2.Bölüm

127 50 11
                                    


Neyin nesiydi bu his? Başka biriymiş gibi hissediyordu, kendini buraya ait hissetmiyordu. Ama aynı zamanda prensesi daha önceden tanıyormuş gibi. Hayır, daha sonradan... Gelecekte mi?

Arthur bir melezdi, karmaydı. Bu yüzden her zaman bir şeyler eksikmiş gibi bazen de fazlaymış gibi hissediyordu. Asla belli bir yere ait hissedemiyordu. Sürekli kafası karışıyordu.

Kafasındaki bu karmaşayı sonlandırmak istemişti, başını ellerinin arasına alıp kafasını salladı ve gözlerini kapatıp yere uzandı. Bu hisler her depreştiğinde onun canını ve ruhunu acıtıyordu. Kulaklarının çınlaması bir süre sonra kesildiğinde rahatlayıp ellerini iki yanına bıraktı.

Arthur orada ağını atarken Metis, Atlantis'e varmıştı. Saraya girdiğinde kral ve Moses deliye dönmüştü, salonun içinde bir sağa bir sola yüzüyorlardı. Moses'i ilk defa bu kadar endişeli görmüştü Metis, şaşırdı. ''Moses?'' diye seslendi.

Kral ve oğlu Moses aynı anda ona döndüler. ''Tanrı aşkına! Metis nerelerdeydin?'' dedi Moses.

Babası, Metis'e gidip ona sımsıkı sarıldı. Ve omuzlarından tutup cevap bekleyen gözlerle ona baktı.

Metis başını eğdi. ''Canım sıkkındı biraz, dolaştım.''

Kral kaşlarını çattı. ''Kim sıktı canını? Sen kolay kolay hüzünlenmezsin böyle.''

''Hiç.'' demekle yetindi, arkadaşının ismini verirse babasının Clara'yı cezalandıracağını düşündü çocuk aklıyla.

''Ciddi bir şeyse söylemelisin.'' diye ısrar etti babası.

''Hayır, öyle değil.'' kafasını iki yana sallayıp gülümsemeye çalıştı.

''Gel, aç olmalısın.'' dedi Metis ile beraber Moses'in bulunduğu masaya gittiler. ''Nereye gittin anlat bakalım.''

Babasının gözüne daha fazla batmamak için bir şeyler yemeye zorladı kendini. Ve son sözünü duymamış gibi yaptı, bunun saygısızlık olduğunu biliyordu.

''Kızmayacağım.'' dedi kral, yumuşak bir ses tonuyla. Bir krala göre gerçekten çok ağırbaşlı ve sakindi.

Bunun üzerine cesaretlenip konuştu. ''Güneş İmparatorluğu'na doğru yüzdüm.''

''Korkmadın mı?'' dedi Moses. Çünkü kendisi bile oraya yaklaşmaktan korkardı, tek başına bir Lemuryalı ile karşılaşabilirdi.

Metis başını iki yana salladı. ''Bir gün orayı yakından görmek istiyorum.'' duraksadı ve babasına döndü. ''Keşke karaya çıkınca kuyruklarımız, bir çift bacağa dönüşseydi. Güzel olmaz mıydı baba?''

''Güzel bir dilek.'' diye mırıldadı.

Yemekleri bittiğinde Metis sürekli hayallerinden bahsediyordu. Bugün bacakları ve kanatları olan oğlan çocuğundan etkilendiği için, genelde yürümek istediğiyle ilgiliydi. Babası bu duruma biraz sinirlenmişti. Kendi ırkının özelliklerinden pişman duymamalıydı kimse. Her ırkın kendine göre iyi veya eksik özellikleri vardı.

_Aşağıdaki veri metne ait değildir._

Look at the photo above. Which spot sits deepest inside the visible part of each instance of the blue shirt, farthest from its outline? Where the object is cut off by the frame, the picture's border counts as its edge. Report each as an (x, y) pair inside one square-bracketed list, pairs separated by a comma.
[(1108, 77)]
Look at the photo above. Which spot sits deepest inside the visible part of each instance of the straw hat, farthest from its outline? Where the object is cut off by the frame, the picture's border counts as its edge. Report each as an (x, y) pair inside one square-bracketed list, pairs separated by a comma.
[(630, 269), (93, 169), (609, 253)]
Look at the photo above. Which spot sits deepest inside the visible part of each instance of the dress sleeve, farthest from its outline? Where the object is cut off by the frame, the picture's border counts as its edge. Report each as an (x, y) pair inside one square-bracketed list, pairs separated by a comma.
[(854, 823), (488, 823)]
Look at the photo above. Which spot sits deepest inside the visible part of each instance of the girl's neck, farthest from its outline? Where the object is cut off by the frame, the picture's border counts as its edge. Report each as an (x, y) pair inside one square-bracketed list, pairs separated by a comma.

Kral dayanamayıp sert bir ses tonuyla konuştu. ''Şuanda hayallerinden değil de pişmanlıklarından bahsettiğinin farkında mısın? Bugün bir tuhafsın Metis.'' duraksadı. ''Hayallerinden bahsedebilirsin ama bugün bunu abarttığını düşünüyorum. Şükret ve iyimserliğine geri dön.''

Prensesin yüzü kızarmıştı, utanıp sıkıldı. Az önce heyecanlı ve keyifli şekilde nasıl biri olmak istediğini anlatırken şimdi mutsuzdu yine. Sanki bu krallıkta ona karşı kimsenin tahammülü kalmamıştı, diye düşünüyordu. Bugün herkes sürekli onun canını sıkıyordu.